This is optional,  but it's interesting if you know anything about css files.

In [9]:
from IPython.core.display import HTML

if not data_load_has_failed:
    # There are issues with doing it this way on Windows
    #target_url1 = os.path.join(url_dir,'style-notebook.css')
    #target_url2 = os.path.join(url_dir,'style-table.css')
    target_url1 = url_dir + '/style-notebook.css'
    target_url2 = url_dir + '/style-table.css'

    with urllib.request.urlopen(target_url1) as fh1:
        css1 = fh1.read().decode('utf8')
    with urllib.request.urlopen(target_url2) as fh2:
        css2 = fh2.read().decode('utf8')
    css = css1 + css2
    HTML('<style>{}</style>'.format(css))

The next cell loads the `titles` DataFrame, the first of two used in this assignment.  There are only
two columns, `'title'`  and `'year'`.

In [10]:
try:
    titles = pd.read_csv(url_dir + titles_file)
except urllib.error.HTTPError:
    # This uses the same file URL as data_load_has_failed = False
    # To avoid this error trapping in the future, set data_load_has_failed = True
    # in the Context Cell above.
    print("HTTPError Handled!")
    url_dir = github_url + truncated_data_path
    titles = pd.read_csv(url_dir + titles_file)

titles.head()

Unnamed: 0,title,year
0,The Patriarchs,2009
1,Angels in the Attic,1998
2,The Rapture,1991
3,Star na si Van Damme Stallone,2016
4,Sweet Talk,2004


This is a simple `DataFrame` with two columns, containing the title and year of a film.

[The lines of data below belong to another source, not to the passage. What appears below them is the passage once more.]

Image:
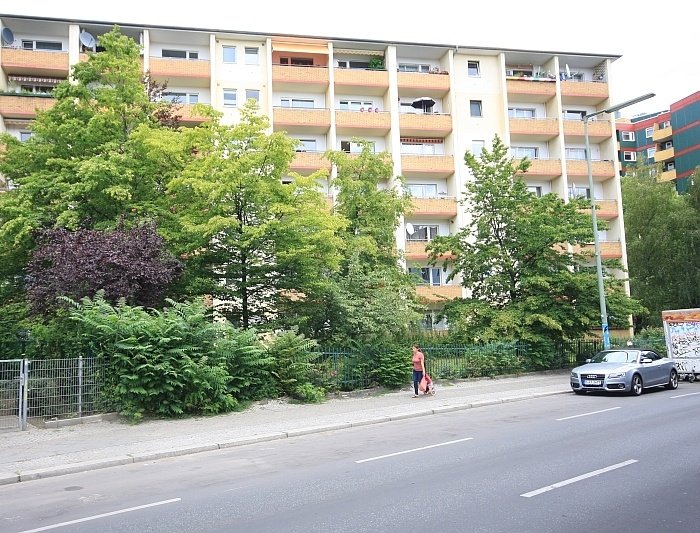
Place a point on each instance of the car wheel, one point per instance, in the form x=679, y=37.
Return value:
x=672, y=381
x=637, y=385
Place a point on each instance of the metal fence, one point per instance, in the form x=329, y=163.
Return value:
x=50, y=389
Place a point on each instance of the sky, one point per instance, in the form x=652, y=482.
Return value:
x=658, y=41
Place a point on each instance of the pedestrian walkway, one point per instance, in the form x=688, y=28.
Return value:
x=44, y=452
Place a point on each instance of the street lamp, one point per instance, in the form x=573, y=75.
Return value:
x=596, y=240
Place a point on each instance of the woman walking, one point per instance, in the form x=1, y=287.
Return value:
x=418, y=360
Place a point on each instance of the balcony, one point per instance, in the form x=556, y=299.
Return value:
x=669, y=175
x=425, y=125
x=427, y=166
x=364, y=82
x=535, y=90
x=299, y=78
x=438, y=293
x=598, y=131
x=363, y=124
x=301, y=120
x=601, y=170
x=533, y=129
x=423, y=84
x=23, y=106
x=661, y=156
x=663, y=134
x=306, y=163
x=584, y=92
x=440, y=208
x=543, y=168
x=188, y=72
x=35, y=62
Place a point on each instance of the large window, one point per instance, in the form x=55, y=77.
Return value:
x=521, y=112
x=230, y=98
x=297, y=103
x=427, y=275
x=180, y=54
x=423, y=190
x=229, y=54
x=422, y=233
x=252, y=56
x=475, y=108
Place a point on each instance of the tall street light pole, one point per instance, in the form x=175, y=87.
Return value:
x=596, y=240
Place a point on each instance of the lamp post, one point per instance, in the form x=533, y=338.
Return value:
x=596, y=240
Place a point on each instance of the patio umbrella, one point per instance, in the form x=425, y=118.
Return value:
x=424, y=103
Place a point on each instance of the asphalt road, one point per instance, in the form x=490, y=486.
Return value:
x=560, y=463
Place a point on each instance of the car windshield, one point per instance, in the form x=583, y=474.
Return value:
x=616, y=357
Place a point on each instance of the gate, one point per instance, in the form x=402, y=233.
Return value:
x=13, y=393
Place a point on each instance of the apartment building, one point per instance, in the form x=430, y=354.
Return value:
x=425, y=104
x=668, y=138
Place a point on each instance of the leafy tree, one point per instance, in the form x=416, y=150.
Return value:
x=514, y=258
x=130, y=264
x=254, y=243
x=663, y=244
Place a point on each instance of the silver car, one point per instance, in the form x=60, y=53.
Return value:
x=625, y=370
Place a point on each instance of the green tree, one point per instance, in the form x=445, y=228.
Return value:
x=663, y=244
x=253, y=241
x=518, y=259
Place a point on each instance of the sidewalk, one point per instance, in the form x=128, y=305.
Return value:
x=38, y=453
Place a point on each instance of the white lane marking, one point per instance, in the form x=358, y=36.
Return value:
x=683, y=395
x=586, y=414
x=413, y=450
x=577, y=478
x=95, y=517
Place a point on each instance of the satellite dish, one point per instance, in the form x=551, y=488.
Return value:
x=7, y=36
x=87, y=40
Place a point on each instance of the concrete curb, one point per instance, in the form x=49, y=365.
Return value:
x=74, y=468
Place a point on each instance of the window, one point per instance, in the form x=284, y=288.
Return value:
x=181, y=98
x=577, y=154
x=229, y=54
x=230, y=97
x=307, y=145
x=354, y=148
x=414, y=67
x=297, y=102
x=42, y=45
x=535, y=189
x=252, y=56
x=576, y=191
x=423, y=190
x=180, y=54
x=422, y=233
x=347, y=63
x=519, y=152
x=475, y=108
x=427, y=275
x=521, y=112
x=573, y=114
x=355, y=105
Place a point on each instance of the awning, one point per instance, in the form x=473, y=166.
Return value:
x=300, y=48
x=34, y=79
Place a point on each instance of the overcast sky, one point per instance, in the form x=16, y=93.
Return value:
x=660, y=53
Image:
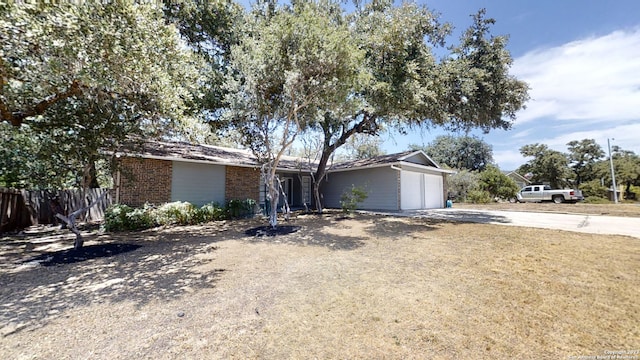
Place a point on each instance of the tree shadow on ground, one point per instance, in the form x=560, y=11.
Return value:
x=136, y=267
x=455, y=216
x=90, y=252
x=307, y=229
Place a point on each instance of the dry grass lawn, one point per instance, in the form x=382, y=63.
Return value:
x=370, y=287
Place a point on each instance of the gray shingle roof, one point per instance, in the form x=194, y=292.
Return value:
x=239, y=157
x=210, y=153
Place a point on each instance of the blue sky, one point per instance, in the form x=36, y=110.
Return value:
x=582, y=62
x=581, y=59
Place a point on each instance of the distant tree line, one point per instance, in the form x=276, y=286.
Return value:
x=584, y=166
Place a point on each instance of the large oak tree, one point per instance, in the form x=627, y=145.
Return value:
x=83, y=77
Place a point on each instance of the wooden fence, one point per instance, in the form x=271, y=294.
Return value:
x=23, y=208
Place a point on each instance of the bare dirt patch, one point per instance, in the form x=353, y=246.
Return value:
x=364, y=287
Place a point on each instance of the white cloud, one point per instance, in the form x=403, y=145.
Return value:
x=508, y=159
x=591, y=80
x=624, y=136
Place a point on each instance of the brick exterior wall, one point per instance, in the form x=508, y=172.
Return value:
x=242, y=183
x=145, y=180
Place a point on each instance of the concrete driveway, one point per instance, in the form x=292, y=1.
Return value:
x=593, y=224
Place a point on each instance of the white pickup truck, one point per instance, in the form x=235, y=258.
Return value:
x=539, y=193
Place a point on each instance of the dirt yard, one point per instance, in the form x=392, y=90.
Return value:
x=367, y=287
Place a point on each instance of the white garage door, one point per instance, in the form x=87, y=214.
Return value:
x=420, y=191
x=198, y=184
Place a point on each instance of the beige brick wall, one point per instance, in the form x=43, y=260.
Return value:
x=242, y=183
x=144, y=180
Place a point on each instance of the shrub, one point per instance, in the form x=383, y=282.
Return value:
x=211, y=212
x=176, y=213
x=350, y=199
x=241, y=208
x=120, y=217
x=479, y=197
x=594, y=189
x=596, y=200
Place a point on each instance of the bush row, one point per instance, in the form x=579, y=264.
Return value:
x=121, y=217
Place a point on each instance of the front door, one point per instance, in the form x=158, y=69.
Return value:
x=287, y=191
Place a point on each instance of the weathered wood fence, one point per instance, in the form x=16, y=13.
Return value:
x=23, y=208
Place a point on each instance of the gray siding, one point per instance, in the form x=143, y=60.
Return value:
x=197, y=183
x=381, y=184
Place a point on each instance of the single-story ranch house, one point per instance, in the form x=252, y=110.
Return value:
x=199, y=174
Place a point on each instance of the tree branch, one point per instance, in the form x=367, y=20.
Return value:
x=18, y=117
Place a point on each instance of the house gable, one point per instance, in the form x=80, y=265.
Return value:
x=420, y=158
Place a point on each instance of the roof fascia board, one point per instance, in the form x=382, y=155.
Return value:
x=198, y=161
x=405, y=165
x=423, y=154
x=362, y=167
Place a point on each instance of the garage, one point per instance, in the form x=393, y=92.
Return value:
x=198, y=183
x=420, y=190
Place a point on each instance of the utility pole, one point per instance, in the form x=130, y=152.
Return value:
x=613, y=175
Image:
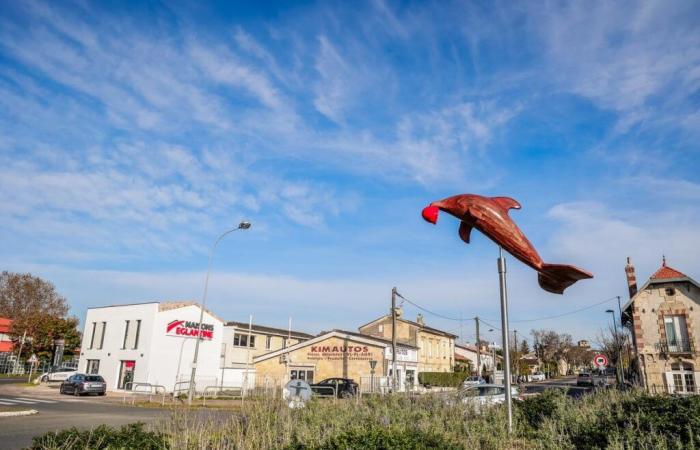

If a film is remade and given the same title, the title shows up twice:

In [11]:
titles[titles['title']  == 'Around the World in 80 Days']

Unnamed: 0,title,year
91875,Around the World in 80 Days,2004
121800,Around the World in 80 Days,1956


The next cell loads the `cast` DataFrame, the second of two used in this assignment.  This is
large and will take a while.

In [12]:
#cast = pd.read_csv('data/cast.csv')
#cast = pd.read_csv(os.path.join(url_dir,'cast.csv'),index_col=0)
cast = pd.read_csv(url_dir + cast_file)
cast.head()

Unnamed: 0.1,Unnamed: 0,title,year,name,type,character,n
0,0,In the Land of the Head Hunters,1914,Paddy 'Malid,actor,Kenada,5.0
1,1,The Colour of Darkness,2016,Ketan Daraji -Gohel,actor,Chhagan,
2,2,London Betty,2009,Isaiah Entsua -Mensah,actor,Camera Man,
3,3,Candelabra,2014,Groovin .,actor,Lt. Dick Sims,5.0
4,4,Bad Ideas,2012,Hamid .,actor,The Diner,


In [13]:
len(cast)

422960

In [14]:
cast["title"]

Unnamed: 0,title
0,In the Land of the Head Hunters
1,The Colour of Darkness
2,London Betty
3,Candelabra
4,Bad Ideas
...,...
422955,Two Way Stretch
422956,Up the Creek
422957,Waltz of the Toreadors
422958,What's New Pussycat


Please have a look at the columns of the `cast` `DataFrame`and make sure you understand what information it contains. A row uniquely identifies a role in a film; it contains the film title, the year the file was made, the name of the actor or actress playing the role, and the name of the character they played.  The number in the `'n'` column represents the importance of the part, with the lead role receiving a 1 and all less important roles receiving higher numbers.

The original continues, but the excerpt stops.